One thing we had to deal with was the power pole in the middle of our yard; it would need to be moved for two reasons. First, if left alone it would end up a foot or two outside our kitchen window, and that just would not do. One does not wish to stand at one’s sink, washing dishes after an elegant dinner of foie gras and lobster, and look out the window at an upright log of oil-soaked, pressure-treated something-or-other. Second, it would interfere with the crane’s ability to lift the three containers from the ground onto their concrete piers.

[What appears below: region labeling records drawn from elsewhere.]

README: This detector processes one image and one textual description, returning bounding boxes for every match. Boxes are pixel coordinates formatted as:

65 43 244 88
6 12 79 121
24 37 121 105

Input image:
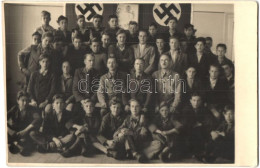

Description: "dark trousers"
30 131 76 152
8 132 34 151
206 137 235 161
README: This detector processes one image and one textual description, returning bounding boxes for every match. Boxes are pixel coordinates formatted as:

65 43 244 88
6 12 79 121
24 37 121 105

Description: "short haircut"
223 105 234 114
84 53 95 60
185 65 197 71
129 21 138 26
109 97 122 107
90 37 101 45
209 64 220 70
32 31 42 38
221 61 234 69
135 58 145 63
184 23 194 29
84 99 94 105
168 16 178 22
41 10 51 17
195 37 206 45
16 90 30 100
149 22 158 29
205 37 213 42
73 34 82 41
77 15 85 21
159 101 169 109
160 53 171 59
216 43 227 51
208 104 223 112
190 92 203 101
52 94 65 103
155 34 165 41
101 31 110 37
139 29 148 35
129 99 140 105
116 29 126 36
39 53 50 62
180 37 188 42
93 14 103 21
53 36 63 43
42 32 53 39
108 15 118 21
57 15 68 24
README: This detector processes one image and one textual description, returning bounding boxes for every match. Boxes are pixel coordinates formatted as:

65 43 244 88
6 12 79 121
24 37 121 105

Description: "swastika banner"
75 3 104 22
69 3 191 31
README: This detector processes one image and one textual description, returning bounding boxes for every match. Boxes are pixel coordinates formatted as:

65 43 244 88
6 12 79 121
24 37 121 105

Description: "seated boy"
149 102 183 162
62 99 118 157
97 98 125 159
27 54 56 109
7 91 41 156
30 94 75 153
105 15 119 44
36 11 55 35
114 99 150 162
181 93 214 159
203 105 235 162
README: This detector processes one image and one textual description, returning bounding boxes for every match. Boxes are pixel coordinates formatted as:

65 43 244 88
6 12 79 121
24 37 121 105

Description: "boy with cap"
108 29 134 73
65 34 86 74
72 15 90 45
97 57 129 117
7 91 41 156
126 21 138 46
36 10 55 35
27 54 57 109
55 15 72 45
132 30 156 75
30 94 75 153
18 32 53 84
89 14 104 40
105 15 119 44
90 38 107 75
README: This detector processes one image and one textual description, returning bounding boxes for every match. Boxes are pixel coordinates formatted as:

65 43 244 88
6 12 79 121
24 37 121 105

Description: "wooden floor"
8 152 233 164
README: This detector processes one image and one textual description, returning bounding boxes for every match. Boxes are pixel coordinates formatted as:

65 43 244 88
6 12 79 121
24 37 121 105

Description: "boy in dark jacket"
7 91 41 156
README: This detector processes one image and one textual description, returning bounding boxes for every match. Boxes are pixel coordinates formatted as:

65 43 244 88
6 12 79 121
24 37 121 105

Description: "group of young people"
7 11 234 163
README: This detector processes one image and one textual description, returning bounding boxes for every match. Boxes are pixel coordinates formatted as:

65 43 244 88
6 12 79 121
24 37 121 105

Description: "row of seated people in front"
24 51 234 121
7 91 234 163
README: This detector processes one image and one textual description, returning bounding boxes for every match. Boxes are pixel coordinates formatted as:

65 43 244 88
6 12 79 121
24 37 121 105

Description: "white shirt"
139 44 145 56
197 54 202 63
210 78 217 89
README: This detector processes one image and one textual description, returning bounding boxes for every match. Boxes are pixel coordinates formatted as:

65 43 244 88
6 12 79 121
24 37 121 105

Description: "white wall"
4 4 64 106
191 4 235 61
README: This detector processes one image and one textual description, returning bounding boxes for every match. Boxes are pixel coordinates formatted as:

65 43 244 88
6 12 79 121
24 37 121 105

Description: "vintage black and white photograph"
2 2 242 164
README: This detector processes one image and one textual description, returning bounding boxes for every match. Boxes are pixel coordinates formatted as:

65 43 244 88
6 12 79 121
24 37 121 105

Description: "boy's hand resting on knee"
210 131 219 141
52 137 62 148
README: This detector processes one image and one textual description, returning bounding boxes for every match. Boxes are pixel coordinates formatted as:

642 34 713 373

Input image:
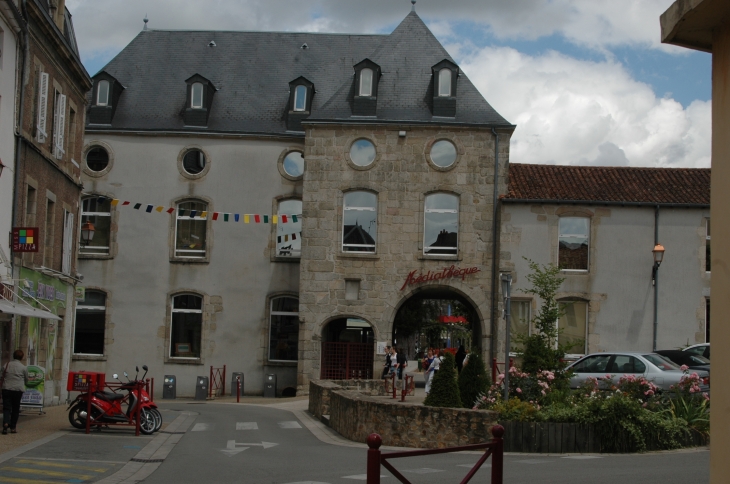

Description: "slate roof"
501 163 710 206
87 12 512 136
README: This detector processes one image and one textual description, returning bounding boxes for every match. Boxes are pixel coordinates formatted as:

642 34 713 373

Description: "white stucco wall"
78 133 303 398
0 14 18 276
501 204 710 352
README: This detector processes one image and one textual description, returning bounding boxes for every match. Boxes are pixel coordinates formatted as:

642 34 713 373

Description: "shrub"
423 352 460 408
459 350 492 408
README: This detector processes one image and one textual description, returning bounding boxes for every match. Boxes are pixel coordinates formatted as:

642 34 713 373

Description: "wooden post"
492 425 504 484
366 434 382 484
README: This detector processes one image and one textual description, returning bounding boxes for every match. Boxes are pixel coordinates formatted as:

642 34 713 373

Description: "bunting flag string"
91 196 302 225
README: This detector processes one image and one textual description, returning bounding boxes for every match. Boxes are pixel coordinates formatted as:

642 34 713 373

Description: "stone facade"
298 126 512 390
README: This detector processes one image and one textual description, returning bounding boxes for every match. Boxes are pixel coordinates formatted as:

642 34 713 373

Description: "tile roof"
87 12 512 135
501 163 710 206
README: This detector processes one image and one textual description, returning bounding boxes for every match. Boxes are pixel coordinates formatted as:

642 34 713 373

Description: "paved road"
0 401 709 484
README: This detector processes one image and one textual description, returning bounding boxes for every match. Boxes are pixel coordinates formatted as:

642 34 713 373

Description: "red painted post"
492 425 504 484
366 434 382 484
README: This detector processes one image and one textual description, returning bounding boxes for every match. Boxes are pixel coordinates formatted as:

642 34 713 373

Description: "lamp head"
651 244 664 266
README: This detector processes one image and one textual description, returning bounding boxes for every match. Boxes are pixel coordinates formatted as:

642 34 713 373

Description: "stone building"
73 11 514 395
498 164 711 361
2 0 91 404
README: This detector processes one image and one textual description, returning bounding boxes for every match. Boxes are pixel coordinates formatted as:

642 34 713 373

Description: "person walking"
2 350 28 435
456 345 466 373
381 346 393 378
423 348 434 395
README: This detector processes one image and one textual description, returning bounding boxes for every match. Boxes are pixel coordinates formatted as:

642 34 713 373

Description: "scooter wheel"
139 408 157 435
68 402 96 430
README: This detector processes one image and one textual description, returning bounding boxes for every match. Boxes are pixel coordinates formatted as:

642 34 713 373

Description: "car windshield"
690 355 710 365
641 354 679 371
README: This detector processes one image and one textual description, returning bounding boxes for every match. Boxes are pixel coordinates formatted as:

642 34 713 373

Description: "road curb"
97 412 198 484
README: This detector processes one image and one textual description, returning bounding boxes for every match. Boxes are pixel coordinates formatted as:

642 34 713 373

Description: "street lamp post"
499 272 512 402
651 242 664 351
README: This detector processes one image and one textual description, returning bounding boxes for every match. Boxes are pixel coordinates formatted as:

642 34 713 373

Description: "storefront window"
269 297 299 361
170 294 203 358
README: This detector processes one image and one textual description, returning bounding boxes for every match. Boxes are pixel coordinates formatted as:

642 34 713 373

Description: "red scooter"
68 365 162 435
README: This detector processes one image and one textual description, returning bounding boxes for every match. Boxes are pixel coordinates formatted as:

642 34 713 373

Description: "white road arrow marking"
226 440 279 450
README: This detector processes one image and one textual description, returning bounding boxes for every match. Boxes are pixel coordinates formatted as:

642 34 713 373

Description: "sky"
66 0 711 168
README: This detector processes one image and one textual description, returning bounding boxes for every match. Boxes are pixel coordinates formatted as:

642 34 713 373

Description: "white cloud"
461 47 711 167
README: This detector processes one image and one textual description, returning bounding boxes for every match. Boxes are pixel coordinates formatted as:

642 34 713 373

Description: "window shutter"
54 94 66 160
37 72 48 143
61 211 74 274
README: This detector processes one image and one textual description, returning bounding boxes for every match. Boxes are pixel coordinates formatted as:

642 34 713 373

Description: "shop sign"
13 227 40 252
400 266 481 291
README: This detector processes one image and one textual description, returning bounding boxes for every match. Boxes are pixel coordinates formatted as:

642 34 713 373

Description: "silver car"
568 352 710 392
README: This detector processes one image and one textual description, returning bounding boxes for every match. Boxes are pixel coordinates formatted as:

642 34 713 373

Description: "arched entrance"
320 317 375 380
393 287 482 359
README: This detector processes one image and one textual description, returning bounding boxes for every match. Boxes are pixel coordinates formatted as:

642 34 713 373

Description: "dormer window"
286 77 316 131
96 80 109 106
181 74 217 127
431 59 459 118
190 82 203 109
352 59 380 116
86 71 124 124
439 69 451 97
294 86 307 111
360 69 373 96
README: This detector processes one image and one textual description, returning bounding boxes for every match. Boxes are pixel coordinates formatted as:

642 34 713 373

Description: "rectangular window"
53 91 66 160
61 210 74 274
705 299 710 343
175 202 208 259
25 185 38 227
74 290 106 355
705 218 712 272
269 297 299 361
276 200 302 257
79 197 112 255
36 72 49 143
558 301 588 355
558 217 590 271
509 299 532 351
170 294 203 358
43 199 56 269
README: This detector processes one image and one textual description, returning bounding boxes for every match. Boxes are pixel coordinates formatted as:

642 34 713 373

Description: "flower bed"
474 367 710 452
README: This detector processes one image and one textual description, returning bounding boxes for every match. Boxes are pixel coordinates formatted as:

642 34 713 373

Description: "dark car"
656 350 710 372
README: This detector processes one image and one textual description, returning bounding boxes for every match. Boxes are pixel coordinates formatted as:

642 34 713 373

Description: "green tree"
515 258 581 376
459 349 492 408
423 352 461 408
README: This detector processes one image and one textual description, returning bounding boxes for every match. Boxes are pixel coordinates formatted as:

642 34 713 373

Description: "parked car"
682 343 710 360
656 350 710 373
567 352 710 392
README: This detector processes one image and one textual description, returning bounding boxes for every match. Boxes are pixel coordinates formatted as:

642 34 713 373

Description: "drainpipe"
652 205 659 351
489 128 499 359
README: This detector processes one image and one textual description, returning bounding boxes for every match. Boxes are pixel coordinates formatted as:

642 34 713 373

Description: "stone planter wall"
309 380 496 448
309 380 396 418
500 422 709 454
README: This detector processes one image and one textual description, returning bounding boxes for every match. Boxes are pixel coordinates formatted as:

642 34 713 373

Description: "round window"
86 146 109 171
284 151 304 177
183 150 205 175
431 139 456 168
350 139 375 166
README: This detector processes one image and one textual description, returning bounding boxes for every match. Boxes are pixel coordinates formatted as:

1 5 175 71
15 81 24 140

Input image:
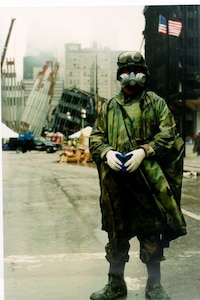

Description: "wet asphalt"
0 145 200 300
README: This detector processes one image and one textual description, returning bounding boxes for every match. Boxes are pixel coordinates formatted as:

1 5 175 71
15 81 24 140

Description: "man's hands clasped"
106 148 146 173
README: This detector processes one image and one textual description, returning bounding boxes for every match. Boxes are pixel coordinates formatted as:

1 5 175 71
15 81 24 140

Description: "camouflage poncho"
90 91 186 246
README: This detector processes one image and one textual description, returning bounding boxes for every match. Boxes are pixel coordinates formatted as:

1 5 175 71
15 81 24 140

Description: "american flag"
168 20 182 37
158 15 182 37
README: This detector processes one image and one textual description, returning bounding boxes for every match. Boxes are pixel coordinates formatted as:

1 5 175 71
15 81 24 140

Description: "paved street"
0 147 200 300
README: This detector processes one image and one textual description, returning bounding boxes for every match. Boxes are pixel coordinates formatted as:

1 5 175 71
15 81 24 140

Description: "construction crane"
1 19 16 72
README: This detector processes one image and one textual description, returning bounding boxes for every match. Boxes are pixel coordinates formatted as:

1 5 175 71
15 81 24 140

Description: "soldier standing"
90 52 186 300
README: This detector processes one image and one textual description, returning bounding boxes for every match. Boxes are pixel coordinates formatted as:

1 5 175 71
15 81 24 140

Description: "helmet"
117 51 148 80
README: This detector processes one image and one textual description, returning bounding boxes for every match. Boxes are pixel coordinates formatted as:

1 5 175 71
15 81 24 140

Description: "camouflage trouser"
105 234 165 264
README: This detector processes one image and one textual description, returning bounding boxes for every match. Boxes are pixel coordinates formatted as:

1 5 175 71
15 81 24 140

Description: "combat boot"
90 275 127 300
145 262 170 300
145 283 171 300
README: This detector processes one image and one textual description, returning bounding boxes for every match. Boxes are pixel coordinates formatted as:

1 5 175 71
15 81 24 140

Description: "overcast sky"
0 5 145 79
0 0 199 79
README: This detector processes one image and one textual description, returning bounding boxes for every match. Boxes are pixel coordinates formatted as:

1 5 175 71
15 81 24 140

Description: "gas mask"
119 72 146 88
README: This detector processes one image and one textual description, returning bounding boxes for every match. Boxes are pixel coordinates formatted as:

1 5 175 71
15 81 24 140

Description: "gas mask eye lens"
132 52 141 62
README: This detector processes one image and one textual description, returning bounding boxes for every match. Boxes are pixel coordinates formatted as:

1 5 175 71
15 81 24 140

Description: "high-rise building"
64 44 121 99
144 5 200 138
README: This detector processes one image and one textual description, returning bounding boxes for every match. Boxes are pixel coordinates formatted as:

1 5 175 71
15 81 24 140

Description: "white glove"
125 149 146 172
106 150 122 171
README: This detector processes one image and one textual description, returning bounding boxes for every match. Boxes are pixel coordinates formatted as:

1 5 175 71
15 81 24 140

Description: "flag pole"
140 35 144 53
182 5 187 156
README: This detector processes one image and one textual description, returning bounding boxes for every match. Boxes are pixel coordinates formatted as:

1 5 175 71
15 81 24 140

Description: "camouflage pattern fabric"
90 91 186 247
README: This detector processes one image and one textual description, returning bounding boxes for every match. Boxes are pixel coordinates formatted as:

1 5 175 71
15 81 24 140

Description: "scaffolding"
20 61 59 136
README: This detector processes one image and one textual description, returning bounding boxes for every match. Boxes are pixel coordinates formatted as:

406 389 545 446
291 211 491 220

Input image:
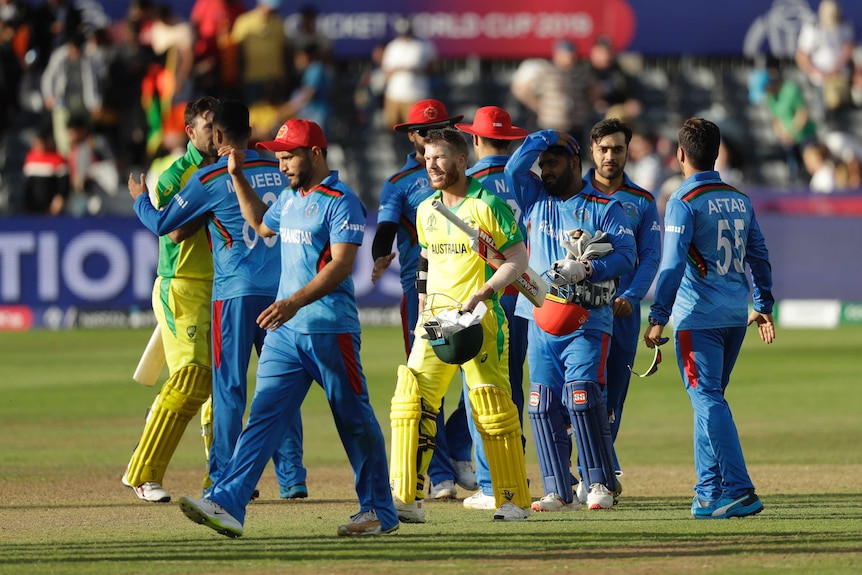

Before the electric utility could move the pole, they had to trim a bunch of trees across the road. The power on our pole comes from a main line over there, and the new placement would change where the line goes through the trees. A benefit of being in an electric cooperative in rural Mississippi is that all this work cost us only about $300.
It turned out that the pole did not have to be moved right away after all. Mr. Adcocks, the crane operator, told us he’d be able to maneuver just fine. But the power line did have to be taken down.
In an ideal situation, there would be long, leisurely stretches of time between the various steps of power-pole movement. We could disconnect the wire leading to the existing house, then move the power pole to its new location, then reconnect power to the old house. We have to live there, after all, while construction progresses on the containers.
But this wasn’t an ideal situation. The crane, which would lift the container up from the yard and onto the concrete piers, was set to arrive in the morning of the Monday after Thanksgiving. We could have had the electric company come out the day before Thanksgiving to disconnect the wire from our house—Magnolia Electric Power is nothing if not accommodating—but that would have meant five days without electricity. So we arranged to have the power company come out the first thing Monday…a short bit before the crane was scheduled to arrive. A real short bit.
In hindsight…
We cut things too close. A mixup on the part of the electric company meant they wouldn’t arrive to disconnect the power line until 9am or so, as opposed to 7am, which we’d been led to expect. Considering that the crane had arrived at 8, we had a problem. I was paying Mr. Adcocks $180 per hour to cool his heels while we waited for Magnolia Electric.
After some increasingly frantic phone calls (by us) to the electric company, their crew arrived a bit after 9 and made quick work of removing the power line.
I called Mr. Adcocks, who was parked a half-mile away, and said, “Come on down.” And in a few minutes he and his 84,000-pound crane lumbered onto our front yard.